Rabbit partners with ElevenLabs to power voice commands on its device | TechCrunch


Hardware maker Rabbit has tapped a partnership with ElevenLabs to power voice commands on its devices. Rabbit is set to ship the first set of r1 devices next month after getting a ton of attention at the Consumer Electronics Show (CES) at the start of the year.

The Rabbit r1 will ship with ElevenLabs’ tech, which will enable voice commands from the users and how the pocket AI device talks back to them. At launch, the feature will be available only in English with one voice option.
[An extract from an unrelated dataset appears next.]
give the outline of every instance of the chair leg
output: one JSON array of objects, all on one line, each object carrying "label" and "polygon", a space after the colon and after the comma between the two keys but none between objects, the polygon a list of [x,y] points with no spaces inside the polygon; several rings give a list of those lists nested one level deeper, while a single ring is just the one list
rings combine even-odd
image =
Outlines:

ElevenLabs said that while r1 was poised for voice interaction from the start, the company’s low latency models will make interactions more human-like.

“We’re working with rabbit to bring the future of human-device interaction closer. Our collaboration is about making the r1 a truly dynamic co-pilot, ” ElevenLabs’ CEO Mati Staniszewski said in a prepared statement.
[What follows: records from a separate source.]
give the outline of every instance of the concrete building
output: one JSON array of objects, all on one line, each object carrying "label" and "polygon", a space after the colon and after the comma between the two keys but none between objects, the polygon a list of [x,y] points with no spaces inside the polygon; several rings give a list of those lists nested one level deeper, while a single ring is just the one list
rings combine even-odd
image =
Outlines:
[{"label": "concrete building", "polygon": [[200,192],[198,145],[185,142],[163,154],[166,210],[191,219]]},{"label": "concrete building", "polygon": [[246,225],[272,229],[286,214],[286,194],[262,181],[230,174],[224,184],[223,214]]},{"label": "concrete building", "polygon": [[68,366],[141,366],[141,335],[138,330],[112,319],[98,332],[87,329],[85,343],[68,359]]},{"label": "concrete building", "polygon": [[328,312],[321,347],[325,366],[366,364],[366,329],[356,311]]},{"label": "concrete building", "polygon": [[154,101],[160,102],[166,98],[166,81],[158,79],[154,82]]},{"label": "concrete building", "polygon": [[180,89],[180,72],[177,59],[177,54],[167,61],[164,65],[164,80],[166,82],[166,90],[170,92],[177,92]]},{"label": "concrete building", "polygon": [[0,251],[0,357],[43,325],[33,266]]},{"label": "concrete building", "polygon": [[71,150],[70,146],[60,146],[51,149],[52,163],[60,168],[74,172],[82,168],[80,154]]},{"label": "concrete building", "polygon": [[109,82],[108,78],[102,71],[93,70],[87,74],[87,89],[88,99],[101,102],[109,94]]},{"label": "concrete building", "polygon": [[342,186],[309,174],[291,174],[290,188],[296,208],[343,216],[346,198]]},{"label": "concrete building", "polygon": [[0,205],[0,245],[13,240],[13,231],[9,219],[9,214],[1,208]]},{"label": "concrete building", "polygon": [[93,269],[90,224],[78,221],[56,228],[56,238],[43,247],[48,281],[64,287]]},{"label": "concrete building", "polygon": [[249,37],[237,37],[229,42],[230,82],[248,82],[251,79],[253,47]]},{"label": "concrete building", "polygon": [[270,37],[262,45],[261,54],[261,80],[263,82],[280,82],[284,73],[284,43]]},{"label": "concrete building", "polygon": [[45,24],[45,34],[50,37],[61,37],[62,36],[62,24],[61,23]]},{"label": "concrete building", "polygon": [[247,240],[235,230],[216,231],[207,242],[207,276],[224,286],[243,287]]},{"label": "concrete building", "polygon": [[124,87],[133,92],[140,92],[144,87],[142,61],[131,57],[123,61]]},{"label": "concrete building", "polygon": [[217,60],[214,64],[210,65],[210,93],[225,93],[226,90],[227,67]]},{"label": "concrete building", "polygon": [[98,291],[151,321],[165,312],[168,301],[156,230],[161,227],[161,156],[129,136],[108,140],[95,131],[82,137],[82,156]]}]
In January, Rabbit said that it will use Perplexity AI’s solutions to answer users’ questions on the device.

Earlier this week, Rabbit said that its first batch of $199 r1s will leave the factory by March 31, and will reach users within a few weeks. The company said users will be able to interact with chatbots, get answers from Perplexity, use bi-directional translation, order rides and foods, and play music through the device right out of the box.
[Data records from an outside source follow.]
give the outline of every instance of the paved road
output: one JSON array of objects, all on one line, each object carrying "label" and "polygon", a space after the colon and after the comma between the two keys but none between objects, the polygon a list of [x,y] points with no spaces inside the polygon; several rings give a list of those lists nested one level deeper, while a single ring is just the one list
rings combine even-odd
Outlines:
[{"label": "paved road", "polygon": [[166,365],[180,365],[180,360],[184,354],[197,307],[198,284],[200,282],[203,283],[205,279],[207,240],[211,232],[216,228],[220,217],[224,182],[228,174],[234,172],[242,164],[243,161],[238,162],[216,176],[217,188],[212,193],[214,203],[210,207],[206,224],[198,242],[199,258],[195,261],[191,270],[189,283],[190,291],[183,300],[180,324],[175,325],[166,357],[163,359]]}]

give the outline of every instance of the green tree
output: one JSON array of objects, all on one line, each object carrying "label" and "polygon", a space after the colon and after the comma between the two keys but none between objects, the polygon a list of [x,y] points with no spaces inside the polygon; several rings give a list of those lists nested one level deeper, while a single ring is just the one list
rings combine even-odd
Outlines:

The company’s CEO Jesse Lyu said earlier this month at a StrictlyVC event that rabbit is close to having 100,000 device orders.

Earlier this year, ElevenLabs raised $80 million in Series B from investors like Andreessen Horowitz, former GitHub CEO Nat Friedman and entrepreneur Daniel Gross to get to the unicorn status. The company has been focusing on providing voice cloning services for creating audiobooks and dubbing movies and TV shows, ads and video game characters. Most recently, India’s audio platform PocketFM, which raised $103 million from Lightspeed, said that it is using ElevenLabs’ services to let creators convert their writings into audio series.

But ElevenLabs has faced its fair share of criticism, with users trying to fool a bank’s authentication system, 4chan users mimicking celebrities and journalists documenting that it is easy to set up voice clones to generate problematic content. The startup has rolled out a tool to detect speech created by its platform and is also working on a tool to detect synthesized audio and distribute it to third parties.